Wednesday, December 22

Mini Reviews: December 22nd Edition [Nintendo Switch eShop]

Timelie [Urnique Studio] (Nindie Choice!) - While time manipulation puzzling has been done before in the indie space, there’s an element of visual polish and flair that helps Timelie stand out nicely. There is a bit of a learning curve at times, as you’ll need to experiment with different methods and taking risks to proceed, but for the most part the game’s stages are designed well so they’ll sort of force your hand in trying different tactics since those you’ve used to that point won’t work any longer. It’s a solid puzzle experience that feels fresh, doesn’t overstay its welcome or get too incredibly onerous to complete, and often leaves you feeling satisfied after you’ve plotted out your perfectly-planned path and then get to watch it executed, sending you on to the next stage.

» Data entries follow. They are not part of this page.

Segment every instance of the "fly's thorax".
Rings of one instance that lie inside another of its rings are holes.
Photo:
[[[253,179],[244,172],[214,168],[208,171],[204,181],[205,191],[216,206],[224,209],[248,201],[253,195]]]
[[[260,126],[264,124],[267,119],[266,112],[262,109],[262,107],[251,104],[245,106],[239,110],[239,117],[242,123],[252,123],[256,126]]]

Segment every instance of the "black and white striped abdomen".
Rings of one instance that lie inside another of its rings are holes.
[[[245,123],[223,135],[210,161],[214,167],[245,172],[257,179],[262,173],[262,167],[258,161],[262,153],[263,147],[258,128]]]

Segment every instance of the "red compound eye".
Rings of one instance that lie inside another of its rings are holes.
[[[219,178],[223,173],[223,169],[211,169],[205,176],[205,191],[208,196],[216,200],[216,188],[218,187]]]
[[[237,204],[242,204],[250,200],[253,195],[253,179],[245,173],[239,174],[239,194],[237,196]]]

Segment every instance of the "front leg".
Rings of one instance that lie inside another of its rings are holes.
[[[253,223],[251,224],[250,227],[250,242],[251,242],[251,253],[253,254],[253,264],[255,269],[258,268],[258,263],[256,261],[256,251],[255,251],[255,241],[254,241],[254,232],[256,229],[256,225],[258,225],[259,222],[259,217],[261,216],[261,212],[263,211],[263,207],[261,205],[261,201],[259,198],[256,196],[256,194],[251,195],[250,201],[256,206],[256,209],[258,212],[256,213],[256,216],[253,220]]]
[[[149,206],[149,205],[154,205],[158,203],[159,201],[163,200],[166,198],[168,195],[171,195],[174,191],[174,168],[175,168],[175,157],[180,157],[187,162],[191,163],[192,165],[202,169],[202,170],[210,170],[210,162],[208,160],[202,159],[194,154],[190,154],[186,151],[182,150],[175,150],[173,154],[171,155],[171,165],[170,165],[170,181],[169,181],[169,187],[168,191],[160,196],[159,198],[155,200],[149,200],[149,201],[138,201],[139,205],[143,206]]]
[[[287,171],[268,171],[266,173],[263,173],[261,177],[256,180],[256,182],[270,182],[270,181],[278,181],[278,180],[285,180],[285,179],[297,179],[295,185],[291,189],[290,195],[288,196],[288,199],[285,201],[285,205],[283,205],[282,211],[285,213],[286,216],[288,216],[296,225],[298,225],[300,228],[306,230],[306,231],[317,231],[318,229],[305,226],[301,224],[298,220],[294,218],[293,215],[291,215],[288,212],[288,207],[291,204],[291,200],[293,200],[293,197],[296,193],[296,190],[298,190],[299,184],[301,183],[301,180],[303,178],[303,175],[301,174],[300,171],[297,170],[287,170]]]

Asteroids: Recharged [Adamvision Studios] - These Atari classic reduces have been interesting, if sometimes a bit underwhelming, but one constant that Asteroids reiterates is that the core gameplay devised decades ago now still fundamentally does hold up well. For the most part this is what you’d expect, with you piloting a ship, shooting asteroids and UFOs, trying to stay alive as long as you can and typically not wanting to fly around too much since you’ll need to counter your momentum if you want to stop and the edges of the screen tend to be deadly. Also consistent with the series, power-ups have been added to the mix, and since they come along randomly from run to run things can vary pretty wildly. Since the main mode and chasing that leaderboard may not be enough, quite a number of challenge levels are also there to test you, which helps to round out the package and help make it feel like a worthwhile budget purchase for arcade shooting fans.

Trash Quest [Francis Vace] - When you’re looking to score a decent game on a budget you can’t always afford to be overly picky, but thankfully with some help you can often find some solid deals out there. While it isn’t very impressive visually, and certainly won’t hold your hand very much, if you enjoy Metroidvania-style exploration as well as some tricky puzzle platforming, Trash Quest is worth a look. Taken as a relatively small, short, and challenging package to fill some time, completing it initially, and then competing on the leaderboard for a quick clear time once you know what you’re doing, for its low price it has quite a lot of value to offer for the right crowd.

Tunnel of Doom [Antti Vaihia] - It’s always great to see new takes on genres, and though there have been many roguelike dungeon crawlers that have come along Tunnel of Doom takes its own unique path. Blending a degree of action combat with what would be best described as tower defense strategy, as you move through rooms and deeper down you’ll need to be savvy in both areas to be successful. They try to change things up with some unique wrinkles to it from being repetitive but the effect of the strategy component is that it really slows everything down quite a bit between the setup and the action playing itself out. Tack on there not feeling like there’s an added hook of a great story or something else to compel you to keep taking it on and it’s just a decent title, but not terribly noteworthy either in a crowded field.

My Universe: Doctors & Nurses [it Matters Games] - On a general level the My Universe titles have been light enough fare, offering up some simple mini games tied to a specific theme to enjoy on a casual level. In principle, Doctors & Nurses does the same thing, but there’s something really odd about the specifics here that’s weird and a bit off-putting. From the voices for characters being plain odd, to the constant need to navigate the hospital (wasting time), to the weird school rival subplot… there just seems to be baggage here that isn’t helping but instead hurting the experience. Throw in relatively lackluster mini games (even by the series standard) that make odd control decisions or aren’t explained well and this iteration is hard to love.